Ao início da noite de sábado, as autoridades chinesas fizeram novo balanço revelando mais 323 novos casos confirmados, 54 vítimas e 1610 casos no total. Uma das vítimas é um médico de 62 anos que cuidou de pacientes infetados com o novo coronavírus e que faleceu neste sábado.

A presença de cidadãos portugueses retidos em Wuhan está, entretanto, a ser acompanhada pelas autoridades portuguesas que admitem a possibilidade de os retirar da cidade.

"Estamos em contacto com os cidadãos e a cooperar com outros países europeus para procurar reforçar o apoio aos compatriotas portugueses retidos" em Wuhan, disse neste sábado à Lusa fonte do gabinete da secretária de Estado das Comunidades Portuguesas, Berta Nunes. Um dos cenários, adiantou a mesma fonte, é o de retirar os portugueses daquela cidade, "se isso for viável à luz das regras de saúde pública".

Fora da China, 14 países registaram já casos da nova pneumonia. A maioria na Ásia, entre os quais Vietname, Tailândia, Malásia, Taiwan ou Nepal, mas também na Austrália, Estados Unidos e França.

A confirmação dos primeiros dois casos em França, nesta sexta-feira, ocorreu apenas dois dias depois de o Centro Europeu de Controlo de Doenças ter considerado "moderada" a probabilidade de o novo vírus chegar à Europa.

Animais selvagens serão reservatório do vírus

A pneumonia viral é provocada por um novo coronavírus, anteriormente desconhecido da ciência, que os cientistas batizaram como 2019-nCoV.

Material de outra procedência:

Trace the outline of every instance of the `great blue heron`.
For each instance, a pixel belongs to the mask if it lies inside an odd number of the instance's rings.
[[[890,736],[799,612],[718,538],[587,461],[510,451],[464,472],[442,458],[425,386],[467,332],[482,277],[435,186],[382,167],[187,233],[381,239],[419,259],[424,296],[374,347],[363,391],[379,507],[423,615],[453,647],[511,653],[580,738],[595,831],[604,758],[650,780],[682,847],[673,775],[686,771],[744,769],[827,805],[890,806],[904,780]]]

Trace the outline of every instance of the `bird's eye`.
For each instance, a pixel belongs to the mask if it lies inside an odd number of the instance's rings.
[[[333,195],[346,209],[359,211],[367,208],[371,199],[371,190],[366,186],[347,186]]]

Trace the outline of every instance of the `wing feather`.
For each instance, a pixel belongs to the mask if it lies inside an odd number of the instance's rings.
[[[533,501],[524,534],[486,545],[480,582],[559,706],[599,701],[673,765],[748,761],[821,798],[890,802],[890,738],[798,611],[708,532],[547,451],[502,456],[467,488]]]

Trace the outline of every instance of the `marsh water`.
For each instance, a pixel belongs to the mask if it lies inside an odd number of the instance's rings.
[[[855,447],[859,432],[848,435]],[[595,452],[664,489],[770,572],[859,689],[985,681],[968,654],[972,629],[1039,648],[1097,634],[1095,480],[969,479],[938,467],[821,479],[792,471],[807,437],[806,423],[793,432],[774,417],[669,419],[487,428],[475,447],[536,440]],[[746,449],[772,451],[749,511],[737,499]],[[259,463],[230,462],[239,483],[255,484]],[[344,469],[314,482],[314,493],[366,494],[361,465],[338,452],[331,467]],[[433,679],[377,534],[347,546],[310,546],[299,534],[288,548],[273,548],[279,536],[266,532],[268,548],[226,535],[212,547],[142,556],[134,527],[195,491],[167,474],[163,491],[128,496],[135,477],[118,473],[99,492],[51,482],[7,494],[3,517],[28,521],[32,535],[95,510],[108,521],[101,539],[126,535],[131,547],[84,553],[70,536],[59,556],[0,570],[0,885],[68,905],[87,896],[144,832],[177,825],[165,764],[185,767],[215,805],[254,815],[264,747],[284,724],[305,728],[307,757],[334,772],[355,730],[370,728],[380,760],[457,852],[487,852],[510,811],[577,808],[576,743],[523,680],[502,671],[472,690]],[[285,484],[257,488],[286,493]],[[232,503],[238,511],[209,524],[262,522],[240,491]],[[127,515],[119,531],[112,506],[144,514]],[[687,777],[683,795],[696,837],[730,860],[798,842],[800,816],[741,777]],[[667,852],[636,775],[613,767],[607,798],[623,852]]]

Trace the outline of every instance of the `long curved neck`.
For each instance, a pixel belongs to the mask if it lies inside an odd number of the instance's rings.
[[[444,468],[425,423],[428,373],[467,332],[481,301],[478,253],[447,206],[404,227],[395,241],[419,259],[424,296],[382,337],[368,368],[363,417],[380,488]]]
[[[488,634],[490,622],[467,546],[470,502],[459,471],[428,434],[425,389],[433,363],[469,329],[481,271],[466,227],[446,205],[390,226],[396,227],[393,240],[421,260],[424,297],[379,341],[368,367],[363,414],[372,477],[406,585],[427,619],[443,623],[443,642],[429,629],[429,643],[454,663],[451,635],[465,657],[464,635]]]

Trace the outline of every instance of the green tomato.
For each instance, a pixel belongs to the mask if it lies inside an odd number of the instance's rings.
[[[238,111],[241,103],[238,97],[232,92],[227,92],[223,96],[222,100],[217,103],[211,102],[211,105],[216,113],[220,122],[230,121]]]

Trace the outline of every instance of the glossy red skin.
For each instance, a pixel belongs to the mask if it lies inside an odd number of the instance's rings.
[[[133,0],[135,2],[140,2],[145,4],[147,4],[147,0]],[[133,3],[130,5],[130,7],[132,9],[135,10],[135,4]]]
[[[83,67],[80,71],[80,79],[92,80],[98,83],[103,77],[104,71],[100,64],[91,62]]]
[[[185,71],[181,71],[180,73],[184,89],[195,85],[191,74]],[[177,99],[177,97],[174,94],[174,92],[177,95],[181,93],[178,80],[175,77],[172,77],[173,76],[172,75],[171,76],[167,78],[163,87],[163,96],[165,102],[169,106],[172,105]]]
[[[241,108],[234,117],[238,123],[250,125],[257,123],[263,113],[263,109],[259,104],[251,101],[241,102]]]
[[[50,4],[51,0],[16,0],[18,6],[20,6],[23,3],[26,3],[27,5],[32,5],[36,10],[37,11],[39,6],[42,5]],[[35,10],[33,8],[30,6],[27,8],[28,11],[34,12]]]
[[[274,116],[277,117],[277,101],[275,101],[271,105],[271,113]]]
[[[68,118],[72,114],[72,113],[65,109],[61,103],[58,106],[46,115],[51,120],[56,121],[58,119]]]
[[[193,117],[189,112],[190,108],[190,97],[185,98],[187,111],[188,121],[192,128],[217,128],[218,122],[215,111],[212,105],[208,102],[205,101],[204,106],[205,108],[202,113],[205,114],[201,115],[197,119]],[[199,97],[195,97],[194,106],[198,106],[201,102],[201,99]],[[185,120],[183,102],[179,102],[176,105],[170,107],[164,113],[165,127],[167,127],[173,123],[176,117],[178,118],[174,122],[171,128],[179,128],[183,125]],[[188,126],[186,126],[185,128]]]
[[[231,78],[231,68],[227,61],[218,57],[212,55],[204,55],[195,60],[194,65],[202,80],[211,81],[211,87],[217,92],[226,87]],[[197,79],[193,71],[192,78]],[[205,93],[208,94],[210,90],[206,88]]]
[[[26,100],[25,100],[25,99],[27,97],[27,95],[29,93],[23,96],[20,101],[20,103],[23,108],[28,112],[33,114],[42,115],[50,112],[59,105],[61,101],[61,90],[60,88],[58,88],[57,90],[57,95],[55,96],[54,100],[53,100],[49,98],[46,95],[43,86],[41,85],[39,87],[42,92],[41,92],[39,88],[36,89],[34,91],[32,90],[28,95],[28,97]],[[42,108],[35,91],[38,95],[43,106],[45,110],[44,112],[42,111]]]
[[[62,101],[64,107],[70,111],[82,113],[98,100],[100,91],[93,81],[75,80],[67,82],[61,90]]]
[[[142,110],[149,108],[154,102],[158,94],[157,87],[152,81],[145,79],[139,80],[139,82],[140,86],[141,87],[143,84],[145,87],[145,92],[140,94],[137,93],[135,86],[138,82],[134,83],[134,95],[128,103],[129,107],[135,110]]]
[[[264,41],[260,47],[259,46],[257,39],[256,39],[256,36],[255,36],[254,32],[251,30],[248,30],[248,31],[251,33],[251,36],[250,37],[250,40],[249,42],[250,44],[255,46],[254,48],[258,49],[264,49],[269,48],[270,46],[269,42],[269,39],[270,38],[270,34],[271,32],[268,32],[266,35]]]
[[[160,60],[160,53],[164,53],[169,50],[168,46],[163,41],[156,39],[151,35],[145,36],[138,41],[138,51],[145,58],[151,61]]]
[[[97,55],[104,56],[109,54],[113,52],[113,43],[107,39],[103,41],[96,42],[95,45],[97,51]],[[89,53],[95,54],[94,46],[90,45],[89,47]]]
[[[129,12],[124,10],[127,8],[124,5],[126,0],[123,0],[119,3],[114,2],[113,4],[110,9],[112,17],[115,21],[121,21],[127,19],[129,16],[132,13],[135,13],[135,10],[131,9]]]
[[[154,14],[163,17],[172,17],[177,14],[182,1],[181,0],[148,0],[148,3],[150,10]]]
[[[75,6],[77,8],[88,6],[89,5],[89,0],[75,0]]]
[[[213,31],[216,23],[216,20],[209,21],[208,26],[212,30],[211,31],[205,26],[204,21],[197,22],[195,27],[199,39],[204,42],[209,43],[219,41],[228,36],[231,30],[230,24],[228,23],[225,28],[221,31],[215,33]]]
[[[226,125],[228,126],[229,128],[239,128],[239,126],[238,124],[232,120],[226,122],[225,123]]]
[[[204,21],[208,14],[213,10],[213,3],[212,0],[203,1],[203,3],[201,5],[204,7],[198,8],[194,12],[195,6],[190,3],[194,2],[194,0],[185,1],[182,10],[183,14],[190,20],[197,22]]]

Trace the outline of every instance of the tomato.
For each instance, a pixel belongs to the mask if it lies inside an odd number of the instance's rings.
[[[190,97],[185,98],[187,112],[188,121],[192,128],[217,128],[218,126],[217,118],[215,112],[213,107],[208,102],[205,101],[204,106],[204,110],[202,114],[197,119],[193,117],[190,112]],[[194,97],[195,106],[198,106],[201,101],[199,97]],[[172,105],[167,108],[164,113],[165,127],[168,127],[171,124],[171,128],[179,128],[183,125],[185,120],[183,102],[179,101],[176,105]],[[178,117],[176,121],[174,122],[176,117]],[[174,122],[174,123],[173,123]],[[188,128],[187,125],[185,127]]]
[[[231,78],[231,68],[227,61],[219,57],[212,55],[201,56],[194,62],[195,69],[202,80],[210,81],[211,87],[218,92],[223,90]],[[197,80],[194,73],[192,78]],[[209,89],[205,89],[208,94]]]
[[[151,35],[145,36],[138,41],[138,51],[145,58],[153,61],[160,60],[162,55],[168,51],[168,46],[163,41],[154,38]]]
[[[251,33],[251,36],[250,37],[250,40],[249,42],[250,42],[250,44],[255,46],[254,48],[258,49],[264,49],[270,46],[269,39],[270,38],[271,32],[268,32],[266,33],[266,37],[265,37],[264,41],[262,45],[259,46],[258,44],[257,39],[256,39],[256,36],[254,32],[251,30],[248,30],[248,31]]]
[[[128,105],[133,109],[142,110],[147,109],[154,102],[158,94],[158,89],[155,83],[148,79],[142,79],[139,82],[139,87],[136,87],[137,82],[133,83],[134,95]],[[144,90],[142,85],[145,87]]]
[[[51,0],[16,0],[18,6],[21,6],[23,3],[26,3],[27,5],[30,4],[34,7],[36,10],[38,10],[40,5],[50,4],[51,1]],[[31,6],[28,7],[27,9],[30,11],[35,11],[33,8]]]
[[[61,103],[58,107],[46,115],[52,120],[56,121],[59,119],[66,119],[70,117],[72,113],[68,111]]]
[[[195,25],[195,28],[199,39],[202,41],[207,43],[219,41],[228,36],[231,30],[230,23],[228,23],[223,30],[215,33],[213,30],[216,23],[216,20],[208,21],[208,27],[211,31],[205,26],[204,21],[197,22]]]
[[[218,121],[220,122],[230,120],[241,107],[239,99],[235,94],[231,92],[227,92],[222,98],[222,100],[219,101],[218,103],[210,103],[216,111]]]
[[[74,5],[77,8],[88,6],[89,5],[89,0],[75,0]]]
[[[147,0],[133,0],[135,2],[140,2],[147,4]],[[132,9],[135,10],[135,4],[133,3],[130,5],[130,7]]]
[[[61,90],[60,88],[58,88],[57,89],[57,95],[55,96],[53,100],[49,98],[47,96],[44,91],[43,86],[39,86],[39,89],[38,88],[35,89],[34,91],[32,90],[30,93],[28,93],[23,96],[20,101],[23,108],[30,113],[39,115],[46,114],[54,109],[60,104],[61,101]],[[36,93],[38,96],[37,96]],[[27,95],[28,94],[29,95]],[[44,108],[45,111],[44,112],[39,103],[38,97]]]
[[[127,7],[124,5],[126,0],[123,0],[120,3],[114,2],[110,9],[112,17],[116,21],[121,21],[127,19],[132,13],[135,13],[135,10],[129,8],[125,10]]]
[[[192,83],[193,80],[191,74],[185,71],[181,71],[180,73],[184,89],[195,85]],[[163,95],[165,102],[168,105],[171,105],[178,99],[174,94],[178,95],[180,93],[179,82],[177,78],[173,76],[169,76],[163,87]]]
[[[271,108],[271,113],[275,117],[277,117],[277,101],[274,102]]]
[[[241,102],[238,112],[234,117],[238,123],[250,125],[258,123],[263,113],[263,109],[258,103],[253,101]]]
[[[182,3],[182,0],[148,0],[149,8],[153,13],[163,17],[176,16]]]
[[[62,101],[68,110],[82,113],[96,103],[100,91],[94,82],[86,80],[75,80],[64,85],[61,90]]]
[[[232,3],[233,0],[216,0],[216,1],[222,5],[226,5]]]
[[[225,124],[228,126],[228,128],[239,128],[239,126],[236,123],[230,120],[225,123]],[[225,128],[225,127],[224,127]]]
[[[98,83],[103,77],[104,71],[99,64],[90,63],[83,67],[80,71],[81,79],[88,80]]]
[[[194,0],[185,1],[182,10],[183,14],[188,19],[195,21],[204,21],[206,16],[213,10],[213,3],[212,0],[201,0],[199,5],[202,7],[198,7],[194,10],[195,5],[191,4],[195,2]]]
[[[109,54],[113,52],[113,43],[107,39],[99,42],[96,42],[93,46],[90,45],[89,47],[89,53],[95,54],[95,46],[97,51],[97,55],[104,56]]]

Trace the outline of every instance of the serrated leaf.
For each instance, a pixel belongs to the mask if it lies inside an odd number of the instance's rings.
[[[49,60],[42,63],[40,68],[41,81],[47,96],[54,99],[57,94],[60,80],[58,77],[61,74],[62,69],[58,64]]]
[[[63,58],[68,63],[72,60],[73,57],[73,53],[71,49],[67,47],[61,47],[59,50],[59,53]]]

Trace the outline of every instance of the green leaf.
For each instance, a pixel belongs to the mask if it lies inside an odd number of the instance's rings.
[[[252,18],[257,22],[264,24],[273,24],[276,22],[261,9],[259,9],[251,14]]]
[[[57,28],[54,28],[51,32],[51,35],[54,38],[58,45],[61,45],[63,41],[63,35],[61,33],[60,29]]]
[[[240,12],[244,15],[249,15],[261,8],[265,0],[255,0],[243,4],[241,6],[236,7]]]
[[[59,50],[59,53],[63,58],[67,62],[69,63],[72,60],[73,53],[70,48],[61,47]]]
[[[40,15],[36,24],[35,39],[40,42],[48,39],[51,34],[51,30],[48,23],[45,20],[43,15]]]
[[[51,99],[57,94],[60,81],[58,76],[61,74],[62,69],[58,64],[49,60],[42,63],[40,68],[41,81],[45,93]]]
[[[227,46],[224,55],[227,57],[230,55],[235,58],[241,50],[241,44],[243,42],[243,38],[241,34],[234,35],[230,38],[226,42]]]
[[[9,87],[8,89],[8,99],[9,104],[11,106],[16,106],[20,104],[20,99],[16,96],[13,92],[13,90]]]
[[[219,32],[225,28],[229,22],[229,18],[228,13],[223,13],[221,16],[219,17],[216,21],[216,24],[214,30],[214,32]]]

A sua origem é ainda desconhecida. Sabe-se que o surto emergiu a partir de um mercado de venda de peixe fresco e marisco e outros animais vivos, incluindo espécies selvagens, como morcegos e cobras, e são estes sobretudo que estão na mira dos investigadores. O mais provável é que a fonte original do agente patogénico seja uma das espécies selvagens, mas ainda não se sabe ao certo qual.

Passando a infetar os seres humanos, o vírus tem potencial para sofrer novas mutações, tornando-se potencialmente mais virulento e perigoso. É possível que seja isso que está a acontecer. O longo período de incubação desta pneumonia, que parece ser de pelo menos 14 dias, também terá contribuído para que muitos casos tivessem passado despercebidos durante demasiado tempo, o que poderá ter favorecido o contágio silencioso.